Cegah Korupsi BGN Terulang, Begitu Saran Saut Situmorang untuk Nanik Deyang

Kepala BGN Nanik S Deyang. Foto/Dok SindoNews

JAKARTA – Aktivis antikorupsi Saut Situmorang ngasih saran ke Kepala Badan Gizi Nasional (BGN) Nanik S Deyang biar kasus korupsi di BGN gak terulang lagi. Menurut dia, perlu ada prioritas buat penerima manfaat kalau program Makan Bergizi Gratis (MBG) ini tetep jalan.

"Pimpinan baru coba yakinkan Presiden, ‘Pak, kita prioritas aja deh, Pak’. Banyak sekolah-sekolah itu, masa sih anaknya Pak Mahfud kita kasih makan (MBG) juga, cucunya," ujar Saut dikutip dari YouTube SindoNews, Minggu (7/6/2026).

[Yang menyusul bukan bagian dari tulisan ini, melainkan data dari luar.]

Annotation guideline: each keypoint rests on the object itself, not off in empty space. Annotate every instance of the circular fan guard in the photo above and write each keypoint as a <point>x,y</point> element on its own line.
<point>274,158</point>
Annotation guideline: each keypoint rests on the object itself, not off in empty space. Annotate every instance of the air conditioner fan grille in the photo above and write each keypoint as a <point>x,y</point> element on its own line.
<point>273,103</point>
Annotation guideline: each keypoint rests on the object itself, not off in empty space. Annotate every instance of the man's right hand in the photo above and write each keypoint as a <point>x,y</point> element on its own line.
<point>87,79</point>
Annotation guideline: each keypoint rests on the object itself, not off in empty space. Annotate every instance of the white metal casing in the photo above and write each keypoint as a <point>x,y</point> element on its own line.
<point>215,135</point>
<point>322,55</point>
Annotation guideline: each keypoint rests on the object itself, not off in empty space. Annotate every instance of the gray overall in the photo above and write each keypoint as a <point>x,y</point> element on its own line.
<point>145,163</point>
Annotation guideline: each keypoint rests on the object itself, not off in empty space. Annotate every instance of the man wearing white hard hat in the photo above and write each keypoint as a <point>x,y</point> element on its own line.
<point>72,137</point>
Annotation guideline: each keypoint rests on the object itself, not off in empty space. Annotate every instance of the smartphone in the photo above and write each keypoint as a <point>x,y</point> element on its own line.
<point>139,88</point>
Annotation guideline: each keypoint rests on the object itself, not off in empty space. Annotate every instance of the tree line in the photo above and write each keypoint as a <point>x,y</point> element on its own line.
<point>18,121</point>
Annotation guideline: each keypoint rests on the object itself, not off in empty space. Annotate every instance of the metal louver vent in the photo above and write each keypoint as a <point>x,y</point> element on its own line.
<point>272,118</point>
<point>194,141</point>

Saut nambahin, dengan adanya skala prioritas penerima manfaat MBG, kita juga bisa nyelametin anggaran negara. Selain itu, kata Saut, perlu juga dilihat lagi SOP yang ada kayak perizinan, penentuan titik SPPG, kualitas dan higienitas makanannya.

Baca Juga: Profil Nanik S Deyang, Kepala BGN Pengganti Dadan Hindayana

"Kalau nggak, nanti peristiwa itu bakal terulang lagi, soalnya ini kan yang baru diganti pimpinannya, orang-orangnya mafianya masih berseliweran di situ," kata Saut.

Menurut mantan pimpinan Komisi Pemberantasan Korupsi (KPK) ini, dia pernah ketemu seseorang yang ngaku ditawari titik Satuan Pelayanan Pemenuhan Gizi (SPPG), tapi diminta Rp1,5 miliar. "Jadi ini ternyata terbukti kan ada persoalan di situ. Makanya saya bilang, bisa nggak kita masuk secara global gimana MBG dilanjutkan, tetapi dengan sangat selektif biar anggaran negara bisa terselamatkan," jelasnya.

Diketahui, Kejaksaan Agung (Kejagung) terus mendalami kasus dugaan korupsi tata kelola program MBG di BGN tahun 2025-2026. Kejagung ngungkapin tiga tersangka diduga kuat kerja sama dalam menjalankan aksinya.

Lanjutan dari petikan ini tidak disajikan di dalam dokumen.